After three years of intensive work and collaborations between big and small pharma and the scientific community to bring out vaccines and medicines to tackle Covid-19, it’s clear that trust and early engagement played a key role, observed industry representatives whose companies were involved in these international partnerships.

However, equitable access still needed work, observed a representative with the International Federation of Pharmaceutical Manufacturers and Associations (IFPMA), summing up the milestones and challenges in supplying Covid-19 vaccines and medicines globally in the shortest possible time.

Pointing out that innovations had delivered and partnerships had worked, IFPMA Director-General Thomas Cueni added, that more work needed to be done on equity. Representatives from innovators and licensees shared their experiences on manufacturing products at risk and working on licensing out technology, even as lock-downs made it difficult for officials to travel to different regions to facilitate the smooth transfer of technology. Participating in the Geneva Pharma Forum organised by the IFPMA were, among others, representatives from MSD, Johnson and Johnson, Gilead, AstraZeneca and Pfizer, alongside collaborators Dr Reddy’s Laboratories, Aspen Pharma and Biovac.

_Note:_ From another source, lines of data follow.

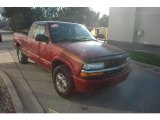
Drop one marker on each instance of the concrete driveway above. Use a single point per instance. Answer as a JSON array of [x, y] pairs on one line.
[[139, 93]]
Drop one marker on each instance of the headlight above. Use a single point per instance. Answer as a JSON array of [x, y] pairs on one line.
[[127, 58], [93, 66]]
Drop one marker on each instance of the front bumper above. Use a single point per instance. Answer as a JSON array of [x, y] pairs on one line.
[[84, 85]]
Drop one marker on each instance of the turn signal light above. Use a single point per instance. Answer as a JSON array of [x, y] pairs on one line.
[[83, 74]]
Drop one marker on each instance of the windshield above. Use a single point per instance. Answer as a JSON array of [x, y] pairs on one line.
[[69, 32]]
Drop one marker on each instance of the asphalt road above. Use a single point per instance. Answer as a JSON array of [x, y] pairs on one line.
[[140, 93]]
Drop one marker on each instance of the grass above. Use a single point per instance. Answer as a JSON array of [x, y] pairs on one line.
[[148, 58]]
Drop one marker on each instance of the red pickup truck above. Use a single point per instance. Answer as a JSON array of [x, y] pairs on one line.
[[77, 60]]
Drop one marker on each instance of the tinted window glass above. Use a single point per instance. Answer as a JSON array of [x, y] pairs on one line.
[[40, 30], [31, 31], [68, 32]]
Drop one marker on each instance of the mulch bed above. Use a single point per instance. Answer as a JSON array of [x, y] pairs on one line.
[[6, 104]]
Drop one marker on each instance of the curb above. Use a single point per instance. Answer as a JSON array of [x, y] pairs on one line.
[[13, 93], [148, 67]]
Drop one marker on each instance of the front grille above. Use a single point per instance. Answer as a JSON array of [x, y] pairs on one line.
[[115, 62]]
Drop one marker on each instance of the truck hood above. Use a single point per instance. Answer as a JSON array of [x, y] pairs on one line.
[[90, 49]]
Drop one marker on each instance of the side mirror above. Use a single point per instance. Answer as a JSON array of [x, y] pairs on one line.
[[41, 38]]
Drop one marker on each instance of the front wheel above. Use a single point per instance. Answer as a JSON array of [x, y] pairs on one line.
[[62, 81], [21, 57]]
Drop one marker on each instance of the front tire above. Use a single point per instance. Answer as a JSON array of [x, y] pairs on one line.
[[23, 59], [62, 81]]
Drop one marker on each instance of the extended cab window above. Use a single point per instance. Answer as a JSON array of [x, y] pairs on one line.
[[32, 29], [69, 32], [40, 30]]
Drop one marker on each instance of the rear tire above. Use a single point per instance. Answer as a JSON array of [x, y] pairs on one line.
[[62, 81], [23, 59]]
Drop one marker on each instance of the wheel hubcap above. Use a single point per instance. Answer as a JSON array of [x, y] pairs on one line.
[[61, 82]]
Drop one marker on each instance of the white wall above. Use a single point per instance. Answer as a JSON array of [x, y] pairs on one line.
[[125, 22], [149, 22], [121, 24]]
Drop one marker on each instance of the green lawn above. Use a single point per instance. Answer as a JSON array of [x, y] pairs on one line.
[[149, 58]]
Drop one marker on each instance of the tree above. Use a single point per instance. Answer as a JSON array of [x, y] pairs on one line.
[[19, 18]]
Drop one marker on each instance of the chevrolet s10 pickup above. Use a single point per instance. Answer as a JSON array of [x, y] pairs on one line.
[[77, 61]]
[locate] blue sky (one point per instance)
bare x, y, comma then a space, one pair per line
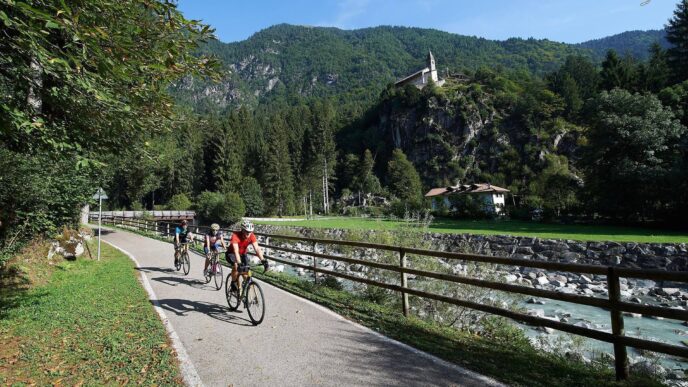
570, 21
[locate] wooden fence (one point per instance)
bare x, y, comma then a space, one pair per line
614, 304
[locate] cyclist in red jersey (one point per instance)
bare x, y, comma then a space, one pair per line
237, 257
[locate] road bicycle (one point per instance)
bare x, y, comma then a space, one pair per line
214, 270
251, 295
182, 258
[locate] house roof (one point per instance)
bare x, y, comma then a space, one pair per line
417, 73
466, 189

Outlining learnings from the pandemic experience, DRL’s representative stressed the need for early engagement to help pave the way for products to low and middle income countries, as well. Pointing to how partnerships helped, the representative from Gilead (US maker of remdesivir) and one of its licensees Ferozsons Laboratories Ltd (Pakistan) recalled the time when the Delta wave had hit India and some ingredients for the product fell short for another market. Licensees from Pakistan and Egypt stepped up to keep the flow of supplies, they said.

While representatives with innovator companies stressed the need for industry to have a seat at the table during multi-stakeholder discussions, others representing licensees also highlighted the need for regional manufacturing in Africa, for example, that bore the brunt of vaccine inequities during the pandemic, due to protectionist measures, among other reasons.